JAKARTA– PT Vale Indonesia Tbk (INCO), emiten pertambangan nikel, mencatatkan kinerja finansial positif sepanjang 2018. Hal itu dibuktikan dari raihan laba bersih yang melonjak dari rugi bersih ada 2017. Peningkaan kinerja finansial itu ditopang kenaikan harga dan juga pendapatan usaha.

Selam 2018, Vale mencatatkan pendapatan sebesar US$ 776,9 juta (audited), naik 23% dibandingkan pendapatan 2017 sebesar US$ 629,33 juta ditopang kenaikan harga jual nikel. Harga realisasi rata-rata pengiriman nikel dalam matte di tahun 2018 sebesar US$10.272 per ton, naik dari harga 2017 sebesar US$8.106 per ton.

Padahal pada 2018, Vale memproduksi 74.806 metrik ton nikel dalam matte, turun hampir 3% dari produksi tahun lalu sebesar 76.807 metrik ton. Nico Kanter, CEO dan Presiden Direktur Vale Indonesia, mengatakan penurunan ini terutama didorong oleh kandungan rata-rata nikel yang lebih rendah pada 2018 dan dampak dari kegiatan pemeliharaan yang tidak terencana pada kuartal III 2018.

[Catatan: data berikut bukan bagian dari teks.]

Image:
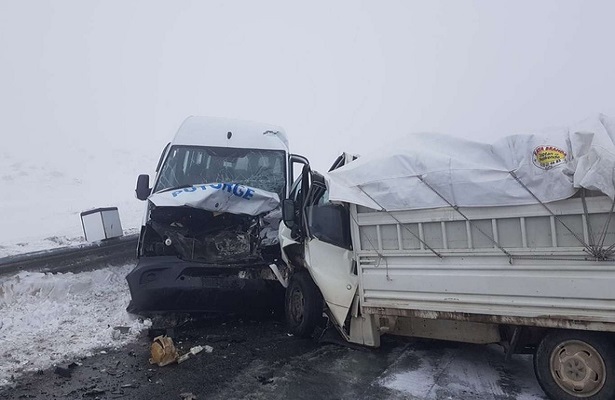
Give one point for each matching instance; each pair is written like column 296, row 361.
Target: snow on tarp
column 219, row 197
column 553, row 164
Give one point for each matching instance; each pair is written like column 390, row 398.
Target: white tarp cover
column 553, row 164
column 219, row 197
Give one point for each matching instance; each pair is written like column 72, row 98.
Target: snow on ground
column 45, row 187
column 47, row 319
column 461, row 371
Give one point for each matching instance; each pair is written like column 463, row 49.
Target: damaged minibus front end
column 209, row 240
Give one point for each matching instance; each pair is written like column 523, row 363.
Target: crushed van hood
column 219, row 197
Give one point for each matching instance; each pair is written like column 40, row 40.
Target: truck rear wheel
column 303, row 304
column 572, row 365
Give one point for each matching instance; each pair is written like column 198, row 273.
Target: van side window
column 329, row 222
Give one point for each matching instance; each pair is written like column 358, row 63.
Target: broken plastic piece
column 163, row 351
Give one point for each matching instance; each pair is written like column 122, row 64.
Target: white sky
column 90, row 91
column 338, row 75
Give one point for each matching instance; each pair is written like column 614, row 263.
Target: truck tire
column 572, row 365
column 303, row 305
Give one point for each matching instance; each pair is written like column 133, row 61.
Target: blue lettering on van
column 234, row 188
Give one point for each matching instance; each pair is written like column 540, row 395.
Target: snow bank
column 45, row 189
column 46, row 319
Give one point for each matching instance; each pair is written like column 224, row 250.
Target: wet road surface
column 257, row 359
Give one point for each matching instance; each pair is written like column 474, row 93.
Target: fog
column 81, row 79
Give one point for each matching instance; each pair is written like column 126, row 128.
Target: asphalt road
column 257, row 359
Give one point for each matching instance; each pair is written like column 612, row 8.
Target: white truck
column 510, row 243
column 209, row 240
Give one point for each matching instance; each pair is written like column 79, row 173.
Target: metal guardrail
column 74, row 259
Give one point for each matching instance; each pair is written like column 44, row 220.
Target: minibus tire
column 303, row 305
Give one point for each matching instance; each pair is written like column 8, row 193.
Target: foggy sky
column 337, row 75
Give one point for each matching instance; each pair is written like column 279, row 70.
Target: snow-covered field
column 47, row 319
column 45, row 189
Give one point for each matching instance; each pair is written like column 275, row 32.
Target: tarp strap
column 590, row 249
column 456, row 208
column 598, row 250
column 417, row 237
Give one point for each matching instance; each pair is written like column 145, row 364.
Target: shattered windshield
column 191, row 165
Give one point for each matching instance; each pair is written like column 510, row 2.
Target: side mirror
column 288, row 212
column 143, row 190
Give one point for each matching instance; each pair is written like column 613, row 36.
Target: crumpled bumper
column 168, row 284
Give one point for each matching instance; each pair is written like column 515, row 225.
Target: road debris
column 193, row 352
column 163, row 351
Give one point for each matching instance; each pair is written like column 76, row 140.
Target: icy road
column 49, row 321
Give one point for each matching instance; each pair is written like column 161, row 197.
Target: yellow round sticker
column 547, row 157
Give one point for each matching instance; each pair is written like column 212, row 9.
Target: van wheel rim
column 578, row 368
column 297, row 304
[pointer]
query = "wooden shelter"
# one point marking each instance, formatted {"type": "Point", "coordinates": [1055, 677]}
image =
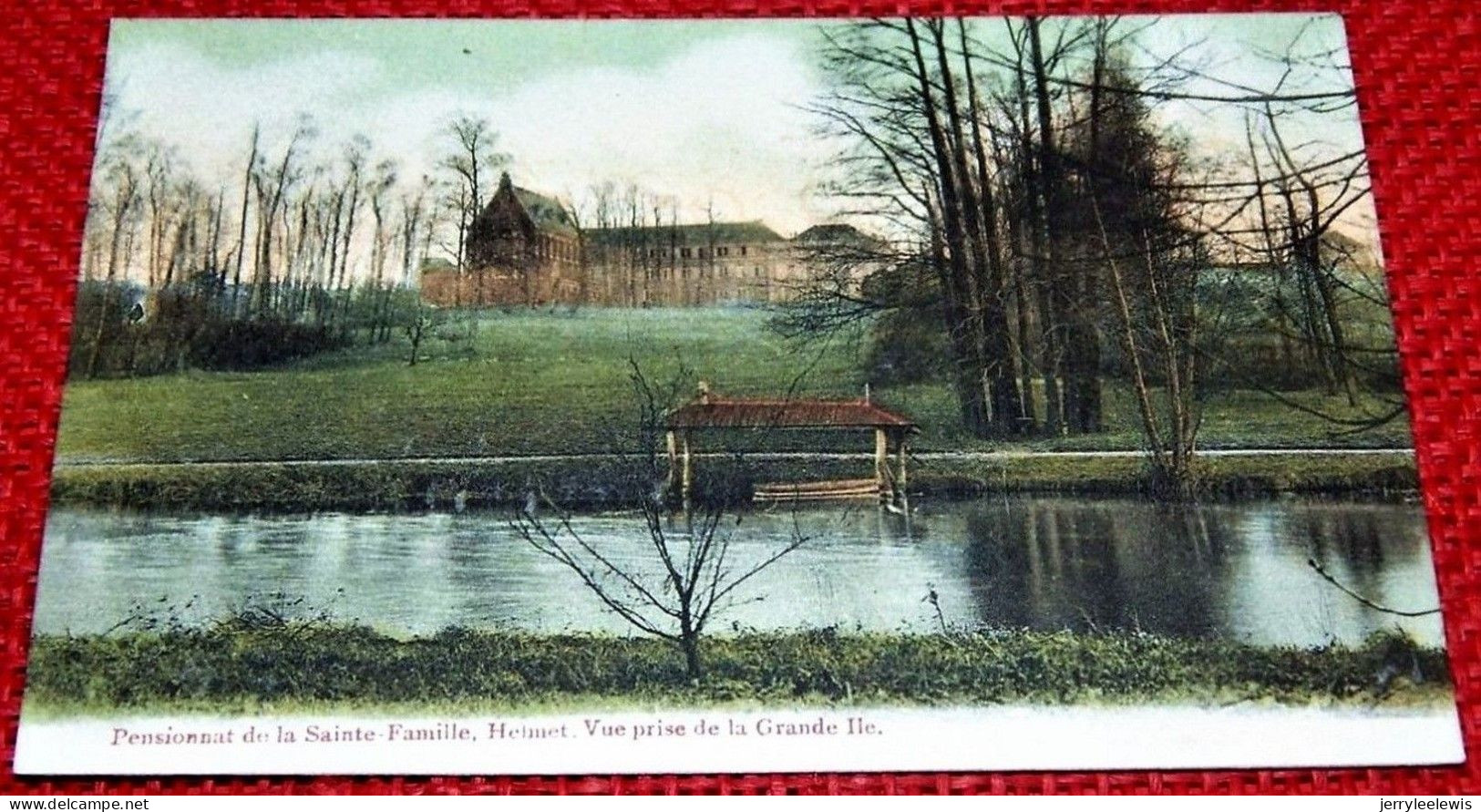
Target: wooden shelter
{"type": "Point", "coordinates": [710, 412]}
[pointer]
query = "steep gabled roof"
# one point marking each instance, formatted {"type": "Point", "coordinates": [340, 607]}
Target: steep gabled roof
{"type": "Point", "coordinates": [547, 212]}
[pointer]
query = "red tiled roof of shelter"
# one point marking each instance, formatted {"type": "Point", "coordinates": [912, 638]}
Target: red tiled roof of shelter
{"type": "Point", "coordinates": [710, 411]}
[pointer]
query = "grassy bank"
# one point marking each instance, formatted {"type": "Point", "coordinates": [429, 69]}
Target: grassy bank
{"type": "Point", "coordinates": [314, 665]}
{"type": "Point", "coordinates": [557, 383]}
{"type": "Point", "coordinates": [400, 485]}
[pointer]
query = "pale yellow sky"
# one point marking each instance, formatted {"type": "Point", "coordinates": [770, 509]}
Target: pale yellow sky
{"type": "Point", "coordinates": [703, 111]}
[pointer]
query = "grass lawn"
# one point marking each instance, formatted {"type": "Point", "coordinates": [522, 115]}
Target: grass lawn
{"type": "Point", "coordinates": [557, 383]}
{"type": "Point", "coordinates": [324, 665]}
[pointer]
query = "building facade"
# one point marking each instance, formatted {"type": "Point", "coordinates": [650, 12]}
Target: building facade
{"type": "Point", "coordinates": [525, 248]}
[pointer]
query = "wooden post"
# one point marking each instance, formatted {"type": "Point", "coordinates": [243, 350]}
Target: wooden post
{"type": "Point", "coordinates": [900, 443]}
{"type": "Point", "coordinates": [673, 459]}
{"type": "Point", "coordinates": [881, 461]}
{"type": "Point", "coordinates": [689, 475]}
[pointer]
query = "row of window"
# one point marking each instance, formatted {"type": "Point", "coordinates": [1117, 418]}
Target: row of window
{"type": "Point", "coordinates": [698, 252]}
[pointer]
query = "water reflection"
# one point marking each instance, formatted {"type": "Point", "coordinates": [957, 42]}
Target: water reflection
{"type": "Point", "coordinates": [1227, 570]}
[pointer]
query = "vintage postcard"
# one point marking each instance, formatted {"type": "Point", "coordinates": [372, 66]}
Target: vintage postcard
{"type": "Point", "coordinates": [715, 396]}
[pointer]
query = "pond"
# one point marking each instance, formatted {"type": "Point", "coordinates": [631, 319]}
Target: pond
{"type": "Point", "coordinates": [1229, 570]}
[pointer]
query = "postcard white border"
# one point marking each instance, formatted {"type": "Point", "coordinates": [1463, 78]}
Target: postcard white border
{"type": "Point", "coordinates": [1007, 736]}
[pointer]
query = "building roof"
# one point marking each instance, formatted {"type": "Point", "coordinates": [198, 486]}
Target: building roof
{"type": "Point", "coordinates": [742, 412]}
{"type": "Point", "coordinates": [547, 212]}
{"type": "Point", "coordinates": [834, 233]}
{"type": "Point", "coordinates": [689, 234]}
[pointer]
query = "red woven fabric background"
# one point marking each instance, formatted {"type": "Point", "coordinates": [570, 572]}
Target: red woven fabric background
{"type": "Point", "coordinates": [1414, 61]}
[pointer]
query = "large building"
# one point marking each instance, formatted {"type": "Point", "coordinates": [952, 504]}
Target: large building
{"type": "Point", "coordinates": [526, 249]}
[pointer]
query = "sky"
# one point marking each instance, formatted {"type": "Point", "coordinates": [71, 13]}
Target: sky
{"type": "Point", "coordinates": [708, 113]}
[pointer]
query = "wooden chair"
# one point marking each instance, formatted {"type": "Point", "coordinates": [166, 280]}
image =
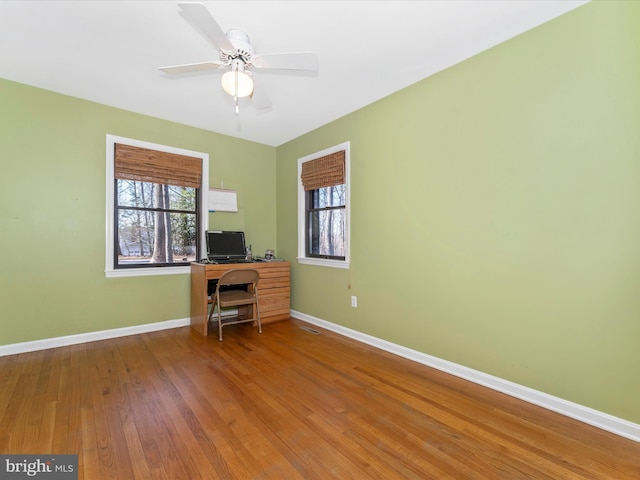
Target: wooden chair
{"type": "Point", "coordinates": [223, 297]}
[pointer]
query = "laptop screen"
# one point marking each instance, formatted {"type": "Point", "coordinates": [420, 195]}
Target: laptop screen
{"type": "Point", "coordinates": [225, 245]}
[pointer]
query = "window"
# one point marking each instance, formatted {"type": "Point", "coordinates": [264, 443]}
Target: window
{"type": "Point", "coordinates": [156, 208]}
{"type": "Point", "coordinates": [323, 207]}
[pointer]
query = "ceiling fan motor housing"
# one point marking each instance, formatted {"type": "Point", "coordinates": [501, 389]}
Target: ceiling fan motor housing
{"type": "Point", "coordinates": [244, 50]}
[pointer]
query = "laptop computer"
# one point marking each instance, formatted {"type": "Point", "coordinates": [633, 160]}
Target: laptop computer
{"type": "Point", "coordinates": [225, 246]}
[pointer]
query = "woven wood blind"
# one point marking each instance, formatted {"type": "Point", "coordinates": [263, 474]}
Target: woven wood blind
{"type": "Point", "coordinates": [145, 165]}
{"type": "Point", "coordinates": [324, 171]}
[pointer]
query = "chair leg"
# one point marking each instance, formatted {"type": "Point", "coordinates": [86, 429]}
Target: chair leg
{"type": "Point", "coordinates": [257, 310]}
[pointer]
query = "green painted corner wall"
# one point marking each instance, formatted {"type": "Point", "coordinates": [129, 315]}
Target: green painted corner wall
{"type": "Point", "coordinates": [495, 212]}
{"type": "Point", "coordinates": [52, 213]}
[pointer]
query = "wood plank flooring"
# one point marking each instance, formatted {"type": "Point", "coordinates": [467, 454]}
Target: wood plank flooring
{"type": "Point", "coordinates": [286, 404]}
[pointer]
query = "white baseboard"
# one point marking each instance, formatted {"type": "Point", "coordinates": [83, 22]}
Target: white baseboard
{"type": "Point", "coordinates": [576, 411]}
{"type": "Point", "coordinates": [89, 337]}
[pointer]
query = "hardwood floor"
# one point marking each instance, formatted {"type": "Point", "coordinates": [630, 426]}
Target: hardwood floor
{"type": "Point", "coordinates": [286, 404]}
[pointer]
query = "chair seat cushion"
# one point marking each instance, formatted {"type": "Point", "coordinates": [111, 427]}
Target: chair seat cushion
{"type": "Point", "coordinates": [230, 297]}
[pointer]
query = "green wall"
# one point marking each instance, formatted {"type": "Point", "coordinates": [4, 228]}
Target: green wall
{"type": "Point", "coordinates": [510, 186]}
{"type": "Point", "coordinates": [52, 213]}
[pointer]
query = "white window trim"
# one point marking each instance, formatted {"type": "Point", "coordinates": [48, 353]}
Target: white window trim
{"type": "Point", "coordinates": [302, 236]}
{"type": "Point", "coordinates": [111, 272]}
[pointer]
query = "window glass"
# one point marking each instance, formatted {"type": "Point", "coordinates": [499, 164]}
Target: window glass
{"type": "Point", "coordinates": [156, 224]}
{"type": "Point", "coordinates": [326, 222]}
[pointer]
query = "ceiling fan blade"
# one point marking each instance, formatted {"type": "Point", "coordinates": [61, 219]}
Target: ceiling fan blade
{"type": "Point", "coordinates": [198, 15]}
{"type": "Point", "coordinates": [194, 67]}
{"type": "Point", "coordinates": [259, 98]}
{"type": "Point", "coordinates": [287, 61]}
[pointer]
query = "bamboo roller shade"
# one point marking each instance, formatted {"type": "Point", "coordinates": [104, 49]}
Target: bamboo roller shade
{"type": "Point", "coordinates": [145, 165]}
{"type": "Point", "coordinates": [324, 171]}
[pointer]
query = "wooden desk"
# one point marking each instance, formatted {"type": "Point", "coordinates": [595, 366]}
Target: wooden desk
{"type": "Point", "coordinates": [274, 290]}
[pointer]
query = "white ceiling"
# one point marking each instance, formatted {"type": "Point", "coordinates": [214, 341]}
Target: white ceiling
{"type": "Point", "coordinates": [109, 52]}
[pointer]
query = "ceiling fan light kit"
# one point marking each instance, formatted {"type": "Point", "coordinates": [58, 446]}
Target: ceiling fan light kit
{"type": "Point", "coordinates": [237, 57]}
{"type": "Point", "coordinates": [237, 83]}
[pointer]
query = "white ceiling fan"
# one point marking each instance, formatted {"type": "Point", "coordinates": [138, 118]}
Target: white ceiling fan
{"type": "Point", "coordinates": [237, 58]}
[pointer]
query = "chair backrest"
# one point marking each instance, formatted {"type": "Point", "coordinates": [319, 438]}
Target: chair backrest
{"type": "Point", "coordinates": [240, 276]}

Di sisi lain, beban pokok pendapatan Perseroan di tahun 2018 meningkat sebesar US$$50,1 juta atau 8% dari US$$622,8 juta di 2017 menjadi US$$672,9 juta. Hal ini terutama disebabkan oleh kenaikan harga bahan bakar dan batubara.

Sepanjang 2018, Vale membukukan laba bersih sebelum pajak, depresiasi dan amortisasi (EBITDA) sebesar US$ 235,7 juta, terutama didorong oleh peningkatan harga realisasi dan kemampuan untuk menerapkan manajemen biaya yang hati-hati. Harga realisasi rata-rata pada 2018 lebih tinggi 27% dibandingkan harga 2017. Hal ini menyebabkan laba komprehensif periode berjalan melonjak signifikan menjadi US$ 64,36 juta dari tadinya rugi bersih US$ 15,2 juta.

“Kenaikan harga tentunya membawa dampak positif terhadap kinerja keuangan kami,” ujar Nico Kanter dalam keterbukaan informasi kepada Bursa Efek Indonesia, Jumat (1/2).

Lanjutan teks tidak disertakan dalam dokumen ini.